Filho de Fernandão, ídolo do Inter, homenageia pai no casamento com retrato em cadeira

Filho do ídolo Colorado Fernandão, Enzo Bizzotto fez uma homenagem ao pai no seu casamento. O meia do Vila Nova-GO colocou o retrato do ex-jogador em uma cadeira com a camisa do time gaúcho e uma rosa.

Fernandão morreu aos 36 anos, em 7 de junho de 2014, após a queda de um helicóptero em Aruanã, Goiás. Ele foi capitão do Inter nos títulos da Libertadores e do Mundial de 2006. Formado nas categorias de base do time em que seu pai é idolatrado, Enzo segue os passos dele no futebol.

Nascido em Marselha, na França, com a infância em Porto Alegre, Enzo se viu no meio de uma rivalidade. Não com o Grêmio, mas em Goiânia. Seu pai foi também um dos maiores ídolos da história do Goiás, mas por parte de mãe, o seu avô, Célio Bizzotto, foi presidente do Vila Nova e influenciou o restante da família a torcer para o Colorado.

Seguindo os passos do pai, Enzo retornou ao futebol goiano para atuar na Aparecidense, onde disputou a Série D e conseguiu se destacar.

O volante então olhou para a capital Goiânia e optou por assinar em definitivo com o Vila Nova. A história construída pelo pai, admite, não o atrapalhou.

“Não pensei nisso (idolatria do pai no Goiás). Eu sou o Enzo e ele foi o Fernando. Se fosse assim, eu ficaria limitado a atuar em apenas três clubes no Brasil, que foram os que ele jogou. Não passou nada assim na minha cabeça. Ele fez a história dele, inclusive no rival, e eu estou muito feliz de estar no Vila Nova. Tenho familiares que torcem para o Vila Nova, meu avô foi presidente do clube. Desde pequeno cresci nesses dois opostos da família”, disse Enzo.

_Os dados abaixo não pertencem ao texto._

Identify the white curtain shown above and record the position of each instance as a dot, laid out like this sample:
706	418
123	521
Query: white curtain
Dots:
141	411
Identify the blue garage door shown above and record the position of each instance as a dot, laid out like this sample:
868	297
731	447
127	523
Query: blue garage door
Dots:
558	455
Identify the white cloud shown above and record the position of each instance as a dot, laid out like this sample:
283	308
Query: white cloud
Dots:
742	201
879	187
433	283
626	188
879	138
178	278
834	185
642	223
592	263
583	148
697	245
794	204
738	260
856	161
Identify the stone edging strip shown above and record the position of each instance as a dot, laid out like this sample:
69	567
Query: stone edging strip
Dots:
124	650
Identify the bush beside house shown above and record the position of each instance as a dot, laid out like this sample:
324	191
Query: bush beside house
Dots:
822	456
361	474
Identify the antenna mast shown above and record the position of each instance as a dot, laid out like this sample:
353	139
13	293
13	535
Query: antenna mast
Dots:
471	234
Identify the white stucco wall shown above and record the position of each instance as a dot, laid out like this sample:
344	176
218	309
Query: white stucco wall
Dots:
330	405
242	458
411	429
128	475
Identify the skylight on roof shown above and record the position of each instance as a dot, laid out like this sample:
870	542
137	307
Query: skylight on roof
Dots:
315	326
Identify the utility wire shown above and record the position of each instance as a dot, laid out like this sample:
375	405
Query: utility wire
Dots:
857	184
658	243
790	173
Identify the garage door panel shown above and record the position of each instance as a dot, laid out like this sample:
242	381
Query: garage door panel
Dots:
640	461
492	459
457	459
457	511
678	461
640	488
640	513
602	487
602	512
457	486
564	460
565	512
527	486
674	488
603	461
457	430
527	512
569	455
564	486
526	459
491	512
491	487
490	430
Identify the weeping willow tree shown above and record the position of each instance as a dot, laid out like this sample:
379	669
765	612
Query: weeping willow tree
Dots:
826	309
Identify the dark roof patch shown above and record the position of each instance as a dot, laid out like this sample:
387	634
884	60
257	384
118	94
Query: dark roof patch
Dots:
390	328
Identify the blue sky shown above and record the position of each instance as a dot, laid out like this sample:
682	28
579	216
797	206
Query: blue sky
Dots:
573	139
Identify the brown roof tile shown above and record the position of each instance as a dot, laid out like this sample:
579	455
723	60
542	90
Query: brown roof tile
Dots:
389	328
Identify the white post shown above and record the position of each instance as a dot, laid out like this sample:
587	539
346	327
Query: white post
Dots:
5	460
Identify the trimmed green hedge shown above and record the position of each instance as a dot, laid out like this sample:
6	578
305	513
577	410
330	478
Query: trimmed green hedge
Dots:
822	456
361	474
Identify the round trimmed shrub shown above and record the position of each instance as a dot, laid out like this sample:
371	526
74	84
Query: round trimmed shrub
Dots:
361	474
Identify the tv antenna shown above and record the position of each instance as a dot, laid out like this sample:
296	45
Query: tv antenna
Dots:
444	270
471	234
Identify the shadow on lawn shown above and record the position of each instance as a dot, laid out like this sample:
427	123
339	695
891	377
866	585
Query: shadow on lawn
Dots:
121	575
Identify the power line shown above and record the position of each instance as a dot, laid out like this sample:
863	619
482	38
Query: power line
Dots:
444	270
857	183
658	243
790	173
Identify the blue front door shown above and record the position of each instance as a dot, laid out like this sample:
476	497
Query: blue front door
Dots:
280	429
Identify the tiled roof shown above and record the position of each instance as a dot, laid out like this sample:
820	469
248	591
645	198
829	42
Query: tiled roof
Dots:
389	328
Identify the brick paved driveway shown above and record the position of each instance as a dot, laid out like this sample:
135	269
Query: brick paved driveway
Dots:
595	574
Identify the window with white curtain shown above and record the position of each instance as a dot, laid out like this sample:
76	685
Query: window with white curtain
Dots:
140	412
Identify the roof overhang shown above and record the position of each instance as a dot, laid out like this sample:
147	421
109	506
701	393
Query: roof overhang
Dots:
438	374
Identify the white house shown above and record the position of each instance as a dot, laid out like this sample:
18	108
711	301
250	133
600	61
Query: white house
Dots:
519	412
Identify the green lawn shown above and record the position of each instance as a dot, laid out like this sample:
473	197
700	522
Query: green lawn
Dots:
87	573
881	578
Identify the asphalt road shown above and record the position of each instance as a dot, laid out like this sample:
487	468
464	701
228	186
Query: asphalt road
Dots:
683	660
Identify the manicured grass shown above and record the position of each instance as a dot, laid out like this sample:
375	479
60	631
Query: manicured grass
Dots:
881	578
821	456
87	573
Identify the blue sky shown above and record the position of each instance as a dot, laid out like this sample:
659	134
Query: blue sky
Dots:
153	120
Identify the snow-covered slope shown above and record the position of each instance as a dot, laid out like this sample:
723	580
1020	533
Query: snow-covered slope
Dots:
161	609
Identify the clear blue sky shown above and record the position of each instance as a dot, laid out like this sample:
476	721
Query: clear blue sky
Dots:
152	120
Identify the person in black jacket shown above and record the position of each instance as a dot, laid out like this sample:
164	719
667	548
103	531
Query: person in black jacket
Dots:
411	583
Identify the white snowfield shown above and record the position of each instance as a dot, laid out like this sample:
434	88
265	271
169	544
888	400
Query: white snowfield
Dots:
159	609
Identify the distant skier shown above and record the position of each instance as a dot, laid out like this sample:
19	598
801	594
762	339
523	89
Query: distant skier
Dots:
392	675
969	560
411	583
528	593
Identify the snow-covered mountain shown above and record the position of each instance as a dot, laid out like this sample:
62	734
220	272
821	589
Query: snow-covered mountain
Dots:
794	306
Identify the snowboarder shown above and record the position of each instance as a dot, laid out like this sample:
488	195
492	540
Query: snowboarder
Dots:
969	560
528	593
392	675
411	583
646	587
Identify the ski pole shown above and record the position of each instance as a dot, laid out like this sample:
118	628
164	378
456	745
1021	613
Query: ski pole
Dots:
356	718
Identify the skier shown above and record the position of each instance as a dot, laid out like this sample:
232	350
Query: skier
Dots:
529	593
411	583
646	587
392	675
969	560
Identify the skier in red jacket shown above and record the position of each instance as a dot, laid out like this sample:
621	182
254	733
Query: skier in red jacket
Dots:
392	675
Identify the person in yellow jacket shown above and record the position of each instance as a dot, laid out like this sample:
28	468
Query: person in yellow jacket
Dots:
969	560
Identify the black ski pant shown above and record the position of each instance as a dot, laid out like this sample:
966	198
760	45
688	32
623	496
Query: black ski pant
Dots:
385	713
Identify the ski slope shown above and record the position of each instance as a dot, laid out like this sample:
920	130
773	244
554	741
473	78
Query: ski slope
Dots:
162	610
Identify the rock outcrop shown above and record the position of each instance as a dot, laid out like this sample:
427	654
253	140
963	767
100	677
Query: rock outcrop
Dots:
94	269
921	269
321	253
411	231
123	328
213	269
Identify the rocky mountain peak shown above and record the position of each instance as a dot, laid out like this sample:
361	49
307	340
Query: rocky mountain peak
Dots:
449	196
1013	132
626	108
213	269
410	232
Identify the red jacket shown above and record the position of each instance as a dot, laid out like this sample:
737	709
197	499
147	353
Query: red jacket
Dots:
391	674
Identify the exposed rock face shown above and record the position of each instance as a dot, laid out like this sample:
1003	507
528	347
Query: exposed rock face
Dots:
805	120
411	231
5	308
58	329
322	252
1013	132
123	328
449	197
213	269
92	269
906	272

Célio Bizzotto foi presidente do Vila Nova no bicampeonato goiano de 1961 e 1962 e vice-presidente no tri de 1963. Com a família vilanovense, Enzo não hesitou em firmar contrato até novembro de 2027 com o Tigre, onde estreou na partida diante do Athletic.

“Meu avô foi presidente e isso puxou o lado da família da minha mãe para o Vila Nova. Cresci em Porto Alegre, aos poucos perdi a relação no estado, mas meus tios, meu avô, minha avó todos torciam para o Vila Nova. Tive um breve contato com ele, ele tinha Alzheimer quando eu era criança, mas tinha os meus primos e tios. Tenho certeza que eles estão felizes hoje”, completou Enzo.

Revelado na base do Inter, onde começou como atacante, mas recusou para ser volante, Enzo brinca sobre o uniforme vermelho, desta vez do Vila Nova.

“Fiz minha base toda no Inter. Minha esposa é do Sul e disse que estava com saudade de me ver de vermelho”, finalizou Enzo.